At the end of her second and final question, Coppinger wondered what was actually offensive in the mural.
As she said earlier, the irony of its removal was that there was a “proliferation of No posters which are offensive and upsetting”.
Paraphrasing a famous Jack Nicholson line, Mattie scoffed at her. “You don’t like the truth.”
The Taoiseach thought Maser’s artwork was fine. “Certainly, from my personal point of view, I don’t find the mural in any way offensive, but I don’t think it’s murals or posters that are going to change people’s minds or convince people on this issue.”
(That being said, he won’t be adverse to a few thousand Leo posters hitting the nation’s lampposts at the next election.)
In truth, if deputies really wanted to be offended, they could have stepped outside the Dáil chamber and walked to the main entrance. Right along the gates, almost as high as them, was a collection of the most lurid and graphic images of blood-soaked alleged foetal body parts.
The groups of schoolchildren who visited Leinster House would have had to walk past these pictures on their way in.
Some TDs may have approved of them.
Yet not of small photocopies of an innocuous piece of art.
Coppinger held up her page, then Paul Murphy, Richard Boyd-Barrett, Gino Kenny and Bríd Smith. They didn’t do it for very long and said nothing.
But they had broken the rules.
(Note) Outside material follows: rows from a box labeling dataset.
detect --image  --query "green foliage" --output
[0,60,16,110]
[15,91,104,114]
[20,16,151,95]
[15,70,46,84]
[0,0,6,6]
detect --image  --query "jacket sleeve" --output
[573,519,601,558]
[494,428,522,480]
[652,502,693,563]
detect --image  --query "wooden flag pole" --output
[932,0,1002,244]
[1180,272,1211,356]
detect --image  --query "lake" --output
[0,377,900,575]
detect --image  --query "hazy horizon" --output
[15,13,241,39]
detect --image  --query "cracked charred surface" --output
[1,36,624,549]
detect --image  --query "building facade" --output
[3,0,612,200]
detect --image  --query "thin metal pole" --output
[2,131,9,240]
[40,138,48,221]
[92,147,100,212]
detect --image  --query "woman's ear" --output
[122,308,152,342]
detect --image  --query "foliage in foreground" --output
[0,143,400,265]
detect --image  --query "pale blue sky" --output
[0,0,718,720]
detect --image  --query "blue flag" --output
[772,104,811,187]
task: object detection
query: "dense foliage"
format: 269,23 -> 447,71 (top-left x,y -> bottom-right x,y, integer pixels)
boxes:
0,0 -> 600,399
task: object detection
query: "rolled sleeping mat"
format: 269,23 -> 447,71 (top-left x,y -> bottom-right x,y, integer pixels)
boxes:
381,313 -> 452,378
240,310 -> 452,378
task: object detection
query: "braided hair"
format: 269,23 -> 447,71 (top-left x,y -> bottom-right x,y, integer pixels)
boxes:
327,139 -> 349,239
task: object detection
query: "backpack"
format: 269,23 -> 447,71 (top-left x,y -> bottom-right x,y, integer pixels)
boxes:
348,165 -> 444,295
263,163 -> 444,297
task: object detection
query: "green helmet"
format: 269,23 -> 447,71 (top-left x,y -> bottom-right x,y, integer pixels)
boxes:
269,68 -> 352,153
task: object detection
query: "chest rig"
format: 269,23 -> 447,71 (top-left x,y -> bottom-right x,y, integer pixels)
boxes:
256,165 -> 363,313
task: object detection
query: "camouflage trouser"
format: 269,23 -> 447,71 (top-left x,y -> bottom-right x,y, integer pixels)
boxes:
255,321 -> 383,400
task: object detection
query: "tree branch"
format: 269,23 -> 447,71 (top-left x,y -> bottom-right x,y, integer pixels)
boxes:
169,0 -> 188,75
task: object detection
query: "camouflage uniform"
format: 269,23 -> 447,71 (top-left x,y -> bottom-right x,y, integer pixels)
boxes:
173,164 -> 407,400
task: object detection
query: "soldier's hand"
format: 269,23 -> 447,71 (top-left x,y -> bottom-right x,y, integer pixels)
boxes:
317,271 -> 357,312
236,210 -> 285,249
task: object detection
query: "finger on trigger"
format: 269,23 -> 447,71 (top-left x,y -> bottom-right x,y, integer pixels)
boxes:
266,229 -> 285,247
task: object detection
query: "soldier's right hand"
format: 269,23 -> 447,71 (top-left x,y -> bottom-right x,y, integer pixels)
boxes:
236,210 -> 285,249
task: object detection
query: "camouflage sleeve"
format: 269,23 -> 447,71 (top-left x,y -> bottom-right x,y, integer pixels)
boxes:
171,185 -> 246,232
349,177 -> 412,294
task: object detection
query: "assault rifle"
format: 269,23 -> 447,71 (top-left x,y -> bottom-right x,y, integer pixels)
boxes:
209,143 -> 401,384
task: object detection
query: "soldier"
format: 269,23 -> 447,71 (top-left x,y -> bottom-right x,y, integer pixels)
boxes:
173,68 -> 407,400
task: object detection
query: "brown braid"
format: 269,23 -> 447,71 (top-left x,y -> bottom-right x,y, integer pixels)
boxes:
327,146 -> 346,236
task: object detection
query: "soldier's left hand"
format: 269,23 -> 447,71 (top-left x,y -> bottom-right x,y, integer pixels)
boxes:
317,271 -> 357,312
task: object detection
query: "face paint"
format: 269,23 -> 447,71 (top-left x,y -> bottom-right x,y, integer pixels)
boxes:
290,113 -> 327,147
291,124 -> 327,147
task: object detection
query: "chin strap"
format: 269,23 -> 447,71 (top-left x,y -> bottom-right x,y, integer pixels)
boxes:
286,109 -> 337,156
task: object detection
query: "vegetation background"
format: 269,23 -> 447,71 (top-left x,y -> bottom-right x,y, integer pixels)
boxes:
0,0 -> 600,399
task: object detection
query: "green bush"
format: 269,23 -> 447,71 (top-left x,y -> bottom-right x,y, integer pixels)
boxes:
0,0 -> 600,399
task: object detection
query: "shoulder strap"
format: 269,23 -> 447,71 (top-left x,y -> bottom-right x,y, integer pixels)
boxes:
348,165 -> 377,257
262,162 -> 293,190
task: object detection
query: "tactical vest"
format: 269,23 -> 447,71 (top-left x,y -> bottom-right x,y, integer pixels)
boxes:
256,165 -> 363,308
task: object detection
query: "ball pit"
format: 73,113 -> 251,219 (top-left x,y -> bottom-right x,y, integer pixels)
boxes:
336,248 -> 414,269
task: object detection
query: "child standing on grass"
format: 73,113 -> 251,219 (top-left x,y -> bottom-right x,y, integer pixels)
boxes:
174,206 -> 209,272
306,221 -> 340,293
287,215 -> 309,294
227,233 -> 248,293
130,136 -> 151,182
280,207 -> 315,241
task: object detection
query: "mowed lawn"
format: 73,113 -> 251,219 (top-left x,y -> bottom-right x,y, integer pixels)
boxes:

People complained.
Outside the gates, there seemed to be a different set of rules.
“I believe the Maser mural will actually be more popular as a result and I believe the message young people should take from it s to use it in the referendum to win a repeal vote,” said Coppinger.
And she hoped she would be able to speak in the Dáil “and not be shouted down by a group of male deputies who can never actually be pregnant”.
No. That would be a hope too far.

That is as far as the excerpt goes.